For the most part, Performance Management fails in its attempts to raise productivity, retain talent and rewards results. It becomes a burden on an organization and seems to demoralize or at least demotivate employees.
I read a quote recently in an article by David Wentworth on i4cp.com that hit the nail on the head:
“How did we get to a point where the term performance management instills fear and dread at its mere utterance? Employees tend to loathe the process…that does nothing to recognize their work, yet determines their pay for the next year. Managers see it as a huge time suck that culminates in a series of uncomfortable conversations and confrontations they would rather not endure.”
This is sad, because performance reviews and recognition programs should be a vehicle of employee engagement and generate a boost to productivity. Why does it instead induce fear and uncertainty?
Here are a few reasons why:
- Reviews are annual, not continuous.
- They are filed away once signed, not used as a template for development.
- They are egalitarian (e.g.; Everyone gets a 3-5% “merit increase”).
- Employees can’t predict what is coming, and so get nervous about it.
- Recognition programs outside the review process are subjective, and inconsistent.
The bottom line is that for too many managers performance management is a task that must get done to keep HR off their backs. HR managers must become nags, badgering the line managers to complete them, and the line managers and employees “brace themselves” to get through it. What a mess!
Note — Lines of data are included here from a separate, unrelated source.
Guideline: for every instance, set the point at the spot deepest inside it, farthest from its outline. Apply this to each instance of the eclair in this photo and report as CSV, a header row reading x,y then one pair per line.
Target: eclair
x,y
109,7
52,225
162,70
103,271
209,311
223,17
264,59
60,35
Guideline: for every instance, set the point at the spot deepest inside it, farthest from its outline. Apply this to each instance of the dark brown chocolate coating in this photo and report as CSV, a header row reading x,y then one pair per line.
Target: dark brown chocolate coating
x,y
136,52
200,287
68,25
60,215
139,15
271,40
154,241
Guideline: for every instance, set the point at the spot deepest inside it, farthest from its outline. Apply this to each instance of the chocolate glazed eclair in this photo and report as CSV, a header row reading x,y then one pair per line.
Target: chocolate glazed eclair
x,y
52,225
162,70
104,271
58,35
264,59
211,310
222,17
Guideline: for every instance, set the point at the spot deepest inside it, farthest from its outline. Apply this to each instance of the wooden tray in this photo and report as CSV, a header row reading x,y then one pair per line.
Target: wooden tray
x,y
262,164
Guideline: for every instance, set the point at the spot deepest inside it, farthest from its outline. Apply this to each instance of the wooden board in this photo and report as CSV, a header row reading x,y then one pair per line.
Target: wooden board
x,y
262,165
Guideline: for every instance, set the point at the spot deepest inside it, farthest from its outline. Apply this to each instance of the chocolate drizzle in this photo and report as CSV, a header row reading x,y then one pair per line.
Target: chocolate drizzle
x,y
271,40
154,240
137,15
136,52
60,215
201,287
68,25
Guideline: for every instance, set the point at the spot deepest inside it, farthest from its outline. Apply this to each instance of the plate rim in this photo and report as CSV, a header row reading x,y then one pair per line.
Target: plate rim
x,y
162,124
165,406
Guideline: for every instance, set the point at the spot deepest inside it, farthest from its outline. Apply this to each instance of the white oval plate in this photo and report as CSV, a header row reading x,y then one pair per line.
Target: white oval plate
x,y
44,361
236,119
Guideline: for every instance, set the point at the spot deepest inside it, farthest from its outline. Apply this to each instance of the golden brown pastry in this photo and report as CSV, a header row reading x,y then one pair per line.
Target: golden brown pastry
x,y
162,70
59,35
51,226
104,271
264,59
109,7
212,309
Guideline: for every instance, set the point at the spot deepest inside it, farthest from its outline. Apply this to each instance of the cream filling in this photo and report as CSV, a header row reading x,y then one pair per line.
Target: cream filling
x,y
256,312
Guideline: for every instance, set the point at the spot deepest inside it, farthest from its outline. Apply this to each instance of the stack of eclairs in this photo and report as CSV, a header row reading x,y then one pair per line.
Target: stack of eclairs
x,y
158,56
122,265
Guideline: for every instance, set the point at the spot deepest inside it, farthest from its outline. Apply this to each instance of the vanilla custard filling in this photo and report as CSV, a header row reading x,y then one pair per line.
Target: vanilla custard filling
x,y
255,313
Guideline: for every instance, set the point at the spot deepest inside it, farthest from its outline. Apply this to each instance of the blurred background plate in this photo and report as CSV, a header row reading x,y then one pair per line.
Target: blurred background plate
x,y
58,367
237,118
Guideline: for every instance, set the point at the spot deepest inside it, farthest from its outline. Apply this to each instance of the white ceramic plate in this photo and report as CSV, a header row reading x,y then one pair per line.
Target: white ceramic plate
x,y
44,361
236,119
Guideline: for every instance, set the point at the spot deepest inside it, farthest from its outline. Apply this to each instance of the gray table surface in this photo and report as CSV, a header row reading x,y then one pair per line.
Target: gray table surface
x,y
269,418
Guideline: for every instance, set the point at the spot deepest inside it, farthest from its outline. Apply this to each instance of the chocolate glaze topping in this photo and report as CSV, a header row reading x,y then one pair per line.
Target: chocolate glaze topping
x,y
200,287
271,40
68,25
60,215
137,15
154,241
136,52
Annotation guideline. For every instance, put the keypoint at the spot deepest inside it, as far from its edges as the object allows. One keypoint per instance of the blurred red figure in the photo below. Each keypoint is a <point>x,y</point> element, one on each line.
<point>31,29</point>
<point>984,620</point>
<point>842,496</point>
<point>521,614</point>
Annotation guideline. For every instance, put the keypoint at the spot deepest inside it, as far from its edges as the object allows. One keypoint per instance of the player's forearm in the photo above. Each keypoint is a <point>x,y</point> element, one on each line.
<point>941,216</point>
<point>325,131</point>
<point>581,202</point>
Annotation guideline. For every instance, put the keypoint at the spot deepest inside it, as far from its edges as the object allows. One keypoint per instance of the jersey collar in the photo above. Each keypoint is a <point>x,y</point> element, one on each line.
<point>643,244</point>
To clean the mess up, let’s start with some re-branding:
- Create an ongoing “check-in” that happens monthly between manager and subordinate and takes no more than ten minutes.
- Keep it informal, with check boxes lined up against the promised action items that were listed in the last annual review.
- Mandate forward thinking, with emphasis on action rather than simply reviewing results.
- Create a quarterly “check-up” that requires 20 minutes, and again covers action items and requires concrete next steps as its outcome.
- Make the annual “review” a “career planning session” instead.
- The pay increase expectations have already been set during the monthly and quarterly sessions, so no surprises there, reducing anxiety.
It is incumbent on the manager to fully accept his or her role as a talent developer and engagement “encourager” in this scenario. (In our opinion, managers who don’t take on this role as “job one” are not doing their job.)
In short, the goal is to make the “annual review” a rolling activity that goes on all the time, taking the uncertainty out of it and refocusing its goal on development rather than a burdensome process that weighs on everyone’s mind.